More details on the project site.

@javapolis day 1

Today JavaPolis 2007 started. This is a major java conference, the (though probably somewhat smaller) European counterpart of JavaOne.

At JavaPolis, they have two days “university” with some longer, more in-depth sessions, and three days with normal (1-hour) talks. I had the chance to see a university session introducing Spring 2.5. This was an interesting session which (yet again) convinced me that I really should start using this. The spring sphere also seems to be growing. For example, the well known security framework acegi has now been added to the spring community and is rebranded “Spring Security”.

A session in which I had special interest was the “code generation on giant crud” session by Tom Klaasen. He explained the use of code generation on an JSP application with 500 domain tables, knowing in advance that the data model would change. He calculated that each table would need 2000 lines of java code and could not imagine anybody wanting to type them. In the beginning they used ant and xdoclet to generate the application, but they have been able to improve things by migrating to maven and freemarker (xdoclet was slow).
It all sounded extremely familiar. The process they went through was similar to what happened in the development of (the predecessor of) equanda, though I assume equanda has more features.

Unfortunately, Tom Klaasen did not manage to drive through on the message. Though he rightly argued the advantages for generation on a large application, he could have stressed a bit more the extra agility and advantages in time, consistency, bug prevention, security,… which can occur thanks to code generation. Which gives us developers more time to spend on the important (and more fun) stuff, the business logic, which makes the solution more relevant and less expensive for the customers.

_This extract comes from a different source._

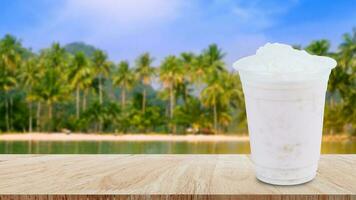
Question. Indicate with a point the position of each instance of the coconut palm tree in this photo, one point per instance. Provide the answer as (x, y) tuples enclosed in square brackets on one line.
[(210, 96), (125, 79), (102, 66), (53, 86), (79, 73), (10, 60), (319, 47), (187, 62), (29, 76), (171, 74), (144, 71), (213, 59)]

displaying a data model ontology

Using the “commercial” use of semantics, is is possible in equanda to automatically generate a data model ontology. This is exported as a OWL file.
The main use for this is to generate a graphical representation of the data model. Such an owl file can be displayed in Protégé, which (after enabling the Jambalaya plugin in the project properties tab) can generate a graph like the one below.

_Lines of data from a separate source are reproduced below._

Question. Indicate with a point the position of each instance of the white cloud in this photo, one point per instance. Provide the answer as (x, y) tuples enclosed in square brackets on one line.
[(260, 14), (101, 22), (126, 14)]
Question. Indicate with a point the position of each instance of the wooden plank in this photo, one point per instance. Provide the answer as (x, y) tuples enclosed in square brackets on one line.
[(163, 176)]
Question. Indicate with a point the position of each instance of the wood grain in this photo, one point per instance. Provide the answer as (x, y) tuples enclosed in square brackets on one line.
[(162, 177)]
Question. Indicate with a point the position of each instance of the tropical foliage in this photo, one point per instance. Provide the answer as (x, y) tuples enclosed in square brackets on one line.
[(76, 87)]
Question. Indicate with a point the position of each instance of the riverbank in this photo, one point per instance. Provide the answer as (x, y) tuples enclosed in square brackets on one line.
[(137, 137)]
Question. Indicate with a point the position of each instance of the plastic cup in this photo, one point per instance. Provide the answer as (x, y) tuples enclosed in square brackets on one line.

jambalaya view of data model ontology an generated by equanda

This exercise has indicated some strange facets of the OWL file format. While you would assume that a triple (A,X,B) and a triple (C,X,D) would result in two arcs, one from A to B and one from C to D. This is not true, it also generates arcs from A to D and from C to B. Apparently you have to assure that the relations have unique names. This does make the relation names which equanda generates less nice, but at least it works.